Mono do Império

Esta história é sobre morte. 
Esvaziei o sotão por imperativos do condomínio. Mobílias. Malas. Tudo o que para aí se remete, inteiro ou partido, para arranjar depois. Encontrei os meus livros da escola, de Moçambique, e dos primeiros anos em Portugal; o livro A Minha Vida Sexual, do Dr. Fritz Khan, o tal que li às escondidas do meu pai, na Matola. 
Abri finalmente a arca da minha mãe, que foi para Moçambique com o seu enxoval, nas entranhas do Infante. Dentro, os restos não orgânicos do meu pai. Eu e a minha mãe nunca chegamos a ir ao sotão limpar os seus vestígios. Não éramos capazes. 
Herdei cabos elétricos, fios de toda a espécie. quilos de corda e fio de pesca, fino e grosso, que usavamos em Marracuene ou nos outros lugares onde íamos. Herdei ferramentas enferrujadas. Mais de cem quilos de ferro. Guardei algumas peças, por graça, e a caixa das ferramentas, de boa madeira, de que me lembro, desde sempre. Vou restaurá-la para os meus papéis. Havia uma outra, em ferro, com o nome e morada do meu pai em Tete. Não era a sua caligrafia. Deve ter pedido a alguém no Maputo que lha enviasse barco ou avião, ja nos tempos de Cabora Bassa. Raspei esses dados com álcool e um esfregão de arame, e mandei fora. Não a conhecia, não lhe tenho apego, mas não queria que quem encontrasse a caixa lesse dados tão precisos. Sinto vergonha, em seu nome, de deitar fora uma vida de trabalho e lazer. De deitar fora planos, sonhos. Pareceu-me, enquanto fazia aquele trabalho, que tinha esvaziado a Bedford e encaixotado tudo para um dia, na terra onde nasceu, talvez. 

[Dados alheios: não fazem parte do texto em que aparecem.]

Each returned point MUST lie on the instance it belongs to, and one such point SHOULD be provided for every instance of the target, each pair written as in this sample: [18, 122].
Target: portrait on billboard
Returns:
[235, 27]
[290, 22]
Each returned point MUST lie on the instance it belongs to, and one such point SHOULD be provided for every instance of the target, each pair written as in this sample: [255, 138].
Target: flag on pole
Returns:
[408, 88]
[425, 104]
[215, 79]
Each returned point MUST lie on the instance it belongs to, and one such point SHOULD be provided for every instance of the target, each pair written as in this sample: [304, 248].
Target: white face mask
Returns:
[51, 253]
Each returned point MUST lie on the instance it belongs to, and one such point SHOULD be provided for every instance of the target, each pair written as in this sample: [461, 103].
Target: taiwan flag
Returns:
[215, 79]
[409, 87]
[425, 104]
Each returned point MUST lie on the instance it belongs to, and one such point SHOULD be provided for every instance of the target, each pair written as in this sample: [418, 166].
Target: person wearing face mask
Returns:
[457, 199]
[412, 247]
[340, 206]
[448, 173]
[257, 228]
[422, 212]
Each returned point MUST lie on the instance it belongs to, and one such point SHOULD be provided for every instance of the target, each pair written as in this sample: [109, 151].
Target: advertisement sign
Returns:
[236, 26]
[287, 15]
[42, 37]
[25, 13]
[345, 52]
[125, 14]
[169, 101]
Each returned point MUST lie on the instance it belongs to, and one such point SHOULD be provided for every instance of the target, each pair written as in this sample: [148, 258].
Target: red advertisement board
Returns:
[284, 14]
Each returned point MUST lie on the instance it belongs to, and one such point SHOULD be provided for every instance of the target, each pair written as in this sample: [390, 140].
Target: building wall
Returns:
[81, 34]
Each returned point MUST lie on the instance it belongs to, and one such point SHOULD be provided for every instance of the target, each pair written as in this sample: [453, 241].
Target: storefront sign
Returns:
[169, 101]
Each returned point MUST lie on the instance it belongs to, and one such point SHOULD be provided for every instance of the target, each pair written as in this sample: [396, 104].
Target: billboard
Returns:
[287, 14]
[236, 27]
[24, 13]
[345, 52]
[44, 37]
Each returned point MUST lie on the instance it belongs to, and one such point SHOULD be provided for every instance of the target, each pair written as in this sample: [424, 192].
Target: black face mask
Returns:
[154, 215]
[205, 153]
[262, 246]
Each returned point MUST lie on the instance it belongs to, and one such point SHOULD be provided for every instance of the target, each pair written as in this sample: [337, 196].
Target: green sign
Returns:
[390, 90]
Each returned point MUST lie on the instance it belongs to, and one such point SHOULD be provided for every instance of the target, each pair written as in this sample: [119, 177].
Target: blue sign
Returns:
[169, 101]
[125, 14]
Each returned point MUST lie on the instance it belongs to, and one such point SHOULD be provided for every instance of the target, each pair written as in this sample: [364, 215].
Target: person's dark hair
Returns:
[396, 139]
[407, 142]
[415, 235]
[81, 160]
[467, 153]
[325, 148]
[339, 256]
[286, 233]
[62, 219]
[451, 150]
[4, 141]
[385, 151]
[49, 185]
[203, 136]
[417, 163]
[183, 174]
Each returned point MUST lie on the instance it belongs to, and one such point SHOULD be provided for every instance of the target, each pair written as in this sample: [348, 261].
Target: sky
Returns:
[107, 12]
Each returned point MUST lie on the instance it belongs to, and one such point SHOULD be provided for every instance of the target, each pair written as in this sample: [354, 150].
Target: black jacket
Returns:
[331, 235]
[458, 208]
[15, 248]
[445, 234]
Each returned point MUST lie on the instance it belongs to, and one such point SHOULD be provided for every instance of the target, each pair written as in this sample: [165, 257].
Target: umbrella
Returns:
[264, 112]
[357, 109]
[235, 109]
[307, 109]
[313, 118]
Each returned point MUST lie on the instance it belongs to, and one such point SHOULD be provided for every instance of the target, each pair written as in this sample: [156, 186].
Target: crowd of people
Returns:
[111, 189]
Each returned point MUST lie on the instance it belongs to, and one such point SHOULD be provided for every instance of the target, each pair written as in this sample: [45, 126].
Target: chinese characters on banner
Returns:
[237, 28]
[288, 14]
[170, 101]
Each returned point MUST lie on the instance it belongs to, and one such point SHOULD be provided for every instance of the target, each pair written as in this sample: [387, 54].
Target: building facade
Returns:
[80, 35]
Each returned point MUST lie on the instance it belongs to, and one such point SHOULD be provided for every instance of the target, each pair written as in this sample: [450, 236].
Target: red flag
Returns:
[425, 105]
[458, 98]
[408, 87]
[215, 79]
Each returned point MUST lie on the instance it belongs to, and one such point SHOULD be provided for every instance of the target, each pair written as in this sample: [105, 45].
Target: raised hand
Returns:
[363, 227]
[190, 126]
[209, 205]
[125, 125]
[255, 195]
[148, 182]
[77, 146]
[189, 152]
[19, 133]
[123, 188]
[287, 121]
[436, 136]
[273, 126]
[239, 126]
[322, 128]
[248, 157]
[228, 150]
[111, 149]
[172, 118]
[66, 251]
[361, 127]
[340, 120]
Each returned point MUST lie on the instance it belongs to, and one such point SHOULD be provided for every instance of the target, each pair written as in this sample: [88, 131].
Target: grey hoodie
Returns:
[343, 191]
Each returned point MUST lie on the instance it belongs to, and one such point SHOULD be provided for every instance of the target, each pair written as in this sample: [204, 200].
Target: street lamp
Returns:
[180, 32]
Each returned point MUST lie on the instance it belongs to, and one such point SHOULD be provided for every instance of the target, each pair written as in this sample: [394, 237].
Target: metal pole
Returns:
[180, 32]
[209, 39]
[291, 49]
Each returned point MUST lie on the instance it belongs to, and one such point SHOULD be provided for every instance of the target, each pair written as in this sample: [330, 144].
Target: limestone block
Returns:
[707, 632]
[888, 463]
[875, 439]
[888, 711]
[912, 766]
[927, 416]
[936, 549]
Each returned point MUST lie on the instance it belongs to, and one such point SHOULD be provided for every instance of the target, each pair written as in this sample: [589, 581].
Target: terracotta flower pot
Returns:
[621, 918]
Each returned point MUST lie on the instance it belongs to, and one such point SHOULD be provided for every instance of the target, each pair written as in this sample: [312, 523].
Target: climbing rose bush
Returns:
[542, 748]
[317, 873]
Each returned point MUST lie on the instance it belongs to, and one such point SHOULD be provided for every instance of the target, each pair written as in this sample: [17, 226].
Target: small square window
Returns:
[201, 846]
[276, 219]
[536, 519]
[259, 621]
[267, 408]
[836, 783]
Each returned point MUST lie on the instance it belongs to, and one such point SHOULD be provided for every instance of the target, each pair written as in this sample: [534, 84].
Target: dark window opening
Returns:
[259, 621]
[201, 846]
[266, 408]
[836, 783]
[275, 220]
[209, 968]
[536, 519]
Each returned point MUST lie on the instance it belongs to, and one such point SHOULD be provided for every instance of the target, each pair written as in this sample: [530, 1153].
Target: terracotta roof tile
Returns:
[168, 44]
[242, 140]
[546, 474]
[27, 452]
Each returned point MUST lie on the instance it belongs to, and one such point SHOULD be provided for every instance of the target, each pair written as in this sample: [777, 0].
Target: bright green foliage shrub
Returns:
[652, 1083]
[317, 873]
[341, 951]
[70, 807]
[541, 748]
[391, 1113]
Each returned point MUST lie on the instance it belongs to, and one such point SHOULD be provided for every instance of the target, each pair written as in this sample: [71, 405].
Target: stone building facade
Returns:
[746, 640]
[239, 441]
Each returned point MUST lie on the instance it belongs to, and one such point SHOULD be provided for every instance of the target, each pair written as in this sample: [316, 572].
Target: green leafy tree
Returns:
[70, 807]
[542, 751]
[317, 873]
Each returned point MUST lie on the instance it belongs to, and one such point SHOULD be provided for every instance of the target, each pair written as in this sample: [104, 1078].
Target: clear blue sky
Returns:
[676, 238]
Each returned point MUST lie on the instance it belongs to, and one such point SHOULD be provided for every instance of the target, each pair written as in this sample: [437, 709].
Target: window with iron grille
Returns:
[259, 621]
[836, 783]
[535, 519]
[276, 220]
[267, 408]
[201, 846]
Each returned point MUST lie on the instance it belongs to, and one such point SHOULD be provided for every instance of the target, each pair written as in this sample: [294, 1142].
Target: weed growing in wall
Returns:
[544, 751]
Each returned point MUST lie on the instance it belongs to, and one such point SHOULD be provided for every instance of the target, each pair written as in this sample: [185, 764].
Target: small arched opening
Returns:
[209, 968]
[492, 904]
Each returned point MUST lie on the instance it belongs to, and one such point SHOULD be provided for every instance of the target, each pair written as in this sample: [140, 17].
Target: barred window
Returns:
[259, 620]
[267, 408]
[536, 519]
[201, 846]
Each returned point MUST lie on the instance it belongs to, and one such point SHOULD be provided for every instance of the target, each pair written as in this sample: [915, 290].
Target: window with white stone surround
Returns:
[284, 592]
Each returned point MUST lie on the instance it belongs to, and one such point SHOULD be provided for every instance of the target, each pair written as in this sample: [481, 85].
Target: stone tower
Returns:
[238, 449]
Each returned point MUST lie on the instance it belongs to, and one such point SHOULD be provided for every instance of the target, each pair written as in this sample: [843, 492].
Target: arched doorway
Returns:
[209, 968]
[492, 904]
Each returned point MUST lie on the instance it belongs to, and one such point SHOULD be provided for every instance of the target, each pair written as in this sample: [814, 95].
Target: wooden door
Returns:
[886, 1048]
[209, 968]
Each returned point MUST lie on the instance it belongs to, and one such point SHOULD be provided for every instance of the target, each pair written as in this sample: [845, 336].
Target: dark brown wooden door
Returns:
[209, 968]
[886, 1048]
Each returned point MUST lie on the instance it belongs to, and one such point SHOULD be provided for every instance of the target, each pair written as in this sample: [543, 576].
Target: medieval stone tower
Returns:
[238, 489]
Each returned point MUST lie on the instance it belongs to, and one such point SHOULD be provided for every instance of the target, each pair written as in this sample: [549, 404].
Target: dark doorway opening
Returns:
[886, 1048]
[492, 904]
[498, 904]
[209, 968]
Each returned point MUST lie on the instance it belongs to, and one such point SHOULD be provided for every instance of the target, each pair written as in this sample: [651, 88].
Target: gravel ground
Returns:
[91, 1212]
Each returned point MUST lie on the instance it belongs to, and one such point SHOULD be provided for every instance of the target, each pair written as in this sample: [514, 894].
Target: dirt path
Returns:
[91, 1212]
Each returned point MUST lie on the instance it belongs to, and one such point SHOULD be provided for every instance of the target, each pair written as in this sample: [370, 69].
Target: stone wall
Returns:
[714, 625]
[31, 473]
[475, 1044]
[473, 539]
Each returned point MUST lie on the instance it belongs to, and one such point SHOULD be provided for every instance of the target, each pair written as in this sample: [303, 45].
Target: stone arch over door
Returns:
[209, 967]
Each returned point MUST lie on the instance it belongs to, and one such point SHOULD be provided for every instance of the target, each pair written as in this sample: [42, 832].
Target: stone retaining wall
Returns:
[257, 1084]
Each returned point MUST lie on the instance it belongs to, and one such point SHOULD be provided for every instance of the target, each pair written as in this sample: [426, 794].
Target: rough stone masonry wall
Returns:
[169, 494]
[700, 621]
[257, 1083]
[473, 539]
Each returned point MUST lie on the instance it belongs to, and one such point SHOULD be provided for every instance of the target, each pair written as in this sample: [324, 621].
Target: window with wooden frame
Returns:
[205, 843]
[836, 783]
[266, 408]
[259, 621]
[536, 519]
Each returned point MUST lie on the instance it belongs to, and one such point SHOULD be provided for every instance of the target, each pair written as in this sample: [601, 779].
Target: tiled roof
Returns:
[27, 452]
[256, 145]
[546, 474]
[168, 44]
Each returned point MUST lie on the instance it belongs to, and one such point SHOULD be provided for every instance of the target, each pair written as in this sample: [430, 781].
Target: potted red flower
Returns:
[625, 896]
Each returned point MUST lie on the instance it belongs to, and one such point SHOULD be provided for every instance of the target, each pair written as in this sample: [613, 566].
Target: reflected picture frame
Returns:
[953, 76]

Não vale a pena construir grandes planos. Morreu cedo e incapaz, e o que restava acabou hoje, num contentor de monos do município de Almada. Os homens do ferro estão lá em baixo respigando, felizes!
Já podem ir para a semana ao aterro procurar os restos do Império. Há camas, mesas, cadeiras. Algumas saíram do caixote dos retornados diretas para o sotão e nunca cá entraram. Os meus pais sobrestimaram o tamanho da casa. Entretanto, criei o quarto-Império, para onde atirei tudo aquilo de que não consigo libertar-me ainda. Não dá. Não consigo. Venham cá buscar, se quiserem. Uma pessoa precisa de tempo e fases para conseguir atirar o passado borda fora. 
Já me libertei de tanto. Dei. Vendi ao desbarato. Reciclei. Neste momento, o mais vivo mono do Império que por aqui resta, acho que sou eu.